Buttigieg Talks Charter Schools
Warns “Free” College Is Less Progressive Than It Sounds
The mayor of South Bend, Indiana, Pete Buttigieg, says charter schools “have a place” as “a laboratory for techniques that can be replicated.”
Buttigieg, who is one of a large field of Democratic candidates for president, made his remarks in response to a question from Education Next during an appearance on Wednesday in Boston at Northeastern University.
Buttigieg called on me to ask the first question during a small session with reporters in advance of an appearance before an overflow crowd in a 992-seat auditorium.
I noted that his husband is a teacher and asked what Buttigieg thought of the proposal by another presidential candidate, Senator Kamala Harris of California, to raise teacher pay. I also asked him what he thought of charter schools.
Buttigieg replied that it was a “source of frustration” in his family that even after earning a masters degree, Chasten was earning less as a teacher than he could make as a bartender. The website of Montessori Academy at Edison Lakes in Mishawaka, Indiana, lists Chasten Glezman, Buttigieg’s husband, as a junior high humanities teacher at that private school. It also says he has worked as a substitute teacher in Chicago Public Schools and as a drama teacher.
The candidate said that his own version of a federal teacher pay increase plan would differ from that of Harris because he would focus more narrowly on raising wages for teachers in “Title I schools,” a reference to the part of the Elementary and Secondary Education Act that directs federal funding to school districts serving high concentrations of low-income families. Even so, it would affect many schools; Title I schools were 62% of all regular and elementary schools in 2014-2015, according to a federal Education Department report released last year.
Buttigieg initially dodged the charter school part of the question, but a columnist of the Boston Globe, Scot Lehigh, followed up, generating the “have a place” language. Buttigieg’s complete answer fell short of an enthusiastic charter endorsement, but neither was it a wholesale condemnation. Buttigieg said he was “concerned” about “disinvestment” from public schools. “I don’t think they can excuse us,” he said of charters. In the Democratic primary, teachers unions hostile to charters are a more influential and better organized force than parents or donors who favor charter schools, so education reform is a bit of a delicate issue to navigate for candidates who don’t want to alienate either faction.
He also fielded a question about the affordability of higher education. “Chasten and I are living with six-figure student debt,” he said, calling for expanding existing loan-forgiveness programs for teachers and public servants.
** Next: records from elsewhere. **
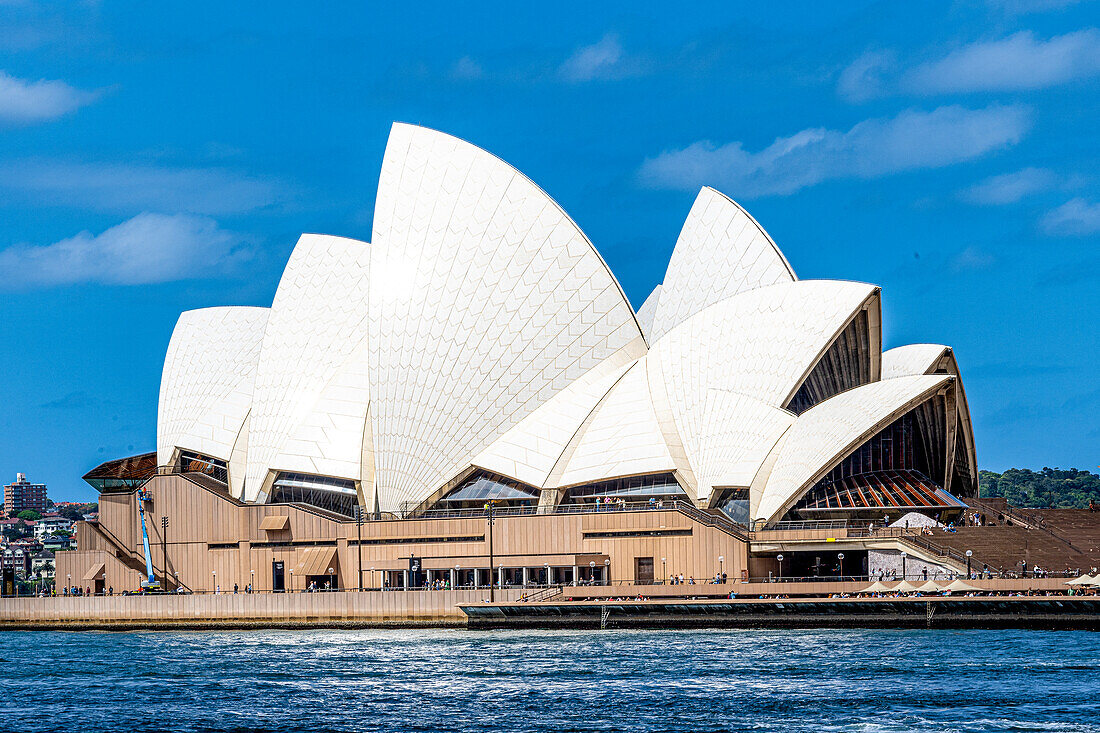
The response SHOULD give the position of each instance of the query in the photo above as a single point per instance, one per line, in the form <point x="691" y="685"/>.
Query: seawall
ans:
<point x="244" y="611"/>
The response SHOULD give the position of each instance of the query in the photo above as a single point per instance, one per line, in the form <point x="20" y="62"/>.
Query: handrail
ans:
<point x="132" y="555"/>
<point x="928" y="545"/>
<point x="545" y="593"/>
<point x="678" y="505"/>
<point x="1029" y="521"/>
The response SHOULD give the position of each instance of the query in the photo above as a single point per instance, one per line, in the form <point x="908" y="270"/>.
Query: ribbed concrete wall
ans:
<point x="268" y="610"/>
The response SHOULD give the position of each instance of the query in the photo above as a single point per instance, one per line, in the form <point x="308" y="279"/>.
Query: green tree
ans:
<point x="1051" y="488"/>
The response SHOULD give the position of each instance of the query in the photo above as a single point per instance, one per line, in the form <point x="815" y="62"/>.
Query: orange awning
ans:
<point x="274" y="523"/>
<point x="316" y="561"/>
<point x="95" y="571"/>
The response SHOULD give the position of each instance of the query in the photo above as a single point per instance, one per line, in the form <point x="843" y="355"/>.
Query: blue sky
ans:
<point x="158" y="157"/>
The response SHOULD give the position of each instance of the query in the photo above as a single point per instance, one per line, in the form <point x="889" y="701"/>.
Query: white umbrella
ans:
<point x="1084" y="580"/>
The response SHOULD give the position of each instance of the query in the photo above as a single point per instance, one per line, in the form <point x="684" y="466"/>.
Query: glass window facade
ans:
<point x="485" y="487"/>
<point x="325" y="492"/>
<point x="636" y="488"/>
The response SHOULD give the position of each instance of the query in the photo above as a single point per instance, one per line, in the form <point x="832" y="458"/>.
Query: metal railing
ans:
<point x="1027" y="521"/>
<point x="134" y="559"/>
<point x="595" y="507"/>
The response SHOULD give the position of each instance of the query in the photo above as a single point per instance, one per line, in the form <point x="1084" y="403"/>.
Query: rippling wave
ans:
<point x="560" y="681"/>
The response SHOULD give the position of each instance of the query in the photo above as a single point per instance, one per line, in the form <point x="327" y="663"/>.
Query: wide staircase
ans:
<point x="1004" y="547"/>
<point x="130" y="558"/>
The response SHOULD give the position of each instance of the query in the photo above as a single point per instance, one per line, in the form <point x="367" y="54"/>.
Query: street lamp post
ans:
<point x="359" y="545"/>
<point x="488" y="517"/>
<point x="164" y="548"/>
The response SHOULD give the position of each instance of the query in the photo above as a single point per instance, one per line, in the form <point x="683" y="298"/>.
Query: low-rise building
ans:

He said policymakers should look at making it easier to refinance student loan debt at lower interest rates. And he said it was a mistake to convey to people the idea that “you have to go to college.”
In the larger session that followed the interaction with reporters, Buttigieg described education as a national security issue. He also acknowledged, to a largely student audience, that declining to endorse “free college” was “stopping short of what I’m sure is the right answer politically for this room.” He pointed out, though, that college graduates earn more than some of the non-college-graduates who would be taxed more to subsidize a free college scheme. He said he found that hard to square with his “progressive” outlook.
Ira Stoll is managing editor of Education Next.